You raise some important questions. My experience with college students and this type of trip (secular version) is that a good handful have been motivated to do ongoing fundraising and donations once they’ve visited a community, or they switch to a service major or graduate degree, or they join the Peace Corps. Part of my challenge to them is, how will you pay back the expense and the carbon footprint of you going somewhere else? Another part of my challenge is, now that you know what to look for, where do you see it close to home and what are you going to do about it?

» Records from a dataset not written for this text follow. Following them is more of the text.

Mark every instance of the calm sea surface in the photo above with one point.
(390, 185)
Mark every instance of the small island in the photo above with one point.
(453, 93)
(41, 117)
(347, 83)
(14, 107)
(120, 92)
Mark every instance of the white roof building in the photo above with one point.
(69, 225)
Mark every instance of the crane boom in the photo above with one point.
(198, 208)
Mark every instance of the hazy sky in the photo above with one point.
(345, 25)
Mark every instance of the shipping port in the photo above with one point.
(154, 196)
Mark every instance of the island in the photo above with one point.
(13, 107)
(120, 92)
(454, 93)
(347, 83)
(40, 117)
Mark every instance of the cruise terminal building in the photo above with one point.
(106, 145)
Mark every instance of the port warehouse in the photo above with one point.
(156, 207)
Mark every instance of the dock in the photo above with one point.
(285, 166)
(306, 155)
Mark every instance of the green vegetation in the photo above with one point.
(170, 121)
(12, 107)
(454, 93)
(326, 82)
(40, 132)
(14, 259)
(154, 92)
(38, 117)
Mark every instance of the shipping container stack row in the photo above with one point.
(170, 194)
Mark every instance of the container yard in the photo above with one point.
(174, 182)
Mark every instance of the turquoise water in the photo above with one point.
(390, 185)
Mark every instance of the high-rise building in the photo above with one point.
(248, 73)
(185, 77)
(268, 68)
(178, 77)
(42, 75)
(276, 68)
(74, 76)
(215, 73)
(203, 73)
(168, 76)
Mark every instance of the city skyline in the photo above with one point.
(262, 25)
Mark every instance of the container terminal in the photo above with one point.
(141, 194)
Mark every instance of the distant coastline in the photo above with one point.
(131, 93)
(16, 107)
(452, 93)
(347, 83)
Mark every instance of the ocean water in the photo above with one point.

You’re making the assumption that all Christianity is the same. Your forgetting that a lot of these people are the types that go out to convert Catholics to Christianity.
They count as Christians when we are asked to help our Christian brothers and sisters, but count as the unconverted when doing proselytizing* work.
Not that proselytizing is always the primary goal of these missions. And, when even it is, it’s often working alongside the other Christians. The foreigners add an attraction for people who would otherwise not attend something Christian. I know that was the case in Mexico. The fellow Christians were not the target audience.
I know I’ve never seen a conversion story from a Turkish missionary be about someone who called themselves a Christian. It’s always about the Muslim who “sees the light.” The stories about the Christians is always about how something horrible happened to them because of their faith, or how they persevered and beat the something horrible.
*First time I’ve spelled that right the first time.
My niece went on one of these church trips. It was, as I recall, a two week trip. They helped build a clinic in Jamaica and as a side project they build a ramp for the house of a guy who was confined to a wheelchair. As far as I know, there was no proselytizing - they just did construction labor. Except there was one day at the end, after the project was finished, which they spent at the beach doing typical tourist stuff.
Now I can see the OP’s point. They could have taken the money they spent on flying to Jamaica and sent it to Jamaica to hire some locals to do the construction. But overall, the group did get the project built so a net positive good was accomplished.
One other thing she told me. As they were building the clinic, a lot of locals stopped by to watch them. So somebody asked their contact person why people were watching them. They were told “It’s because you’re white.” And they said “With all the tourists around, everybody must see white people all the time.” The contact said, “Sure. But nobody’s ever seen white people working before.”
True, they’re mostly the “bad” Christians – the Orthodox, or the Catholics.
(Sadly, but in true Internet tradition, you typed “your” instead of “you’re” above.
Um, Turkey doesn’t have a large Christian population. Essentially all the Christians were ethnically cleansed out of Turkey during WWI and the immediate aftermath in the 1920s. (In fairness, the removal of the Christians in the '20s was part of a mutual exchange, Greece did the same with its Muslims).
Well, not large, but I’m guessing some of these people probably see Christians as a persecuted minority, or that Turkey is somehow like the Middle East, when it’s really not.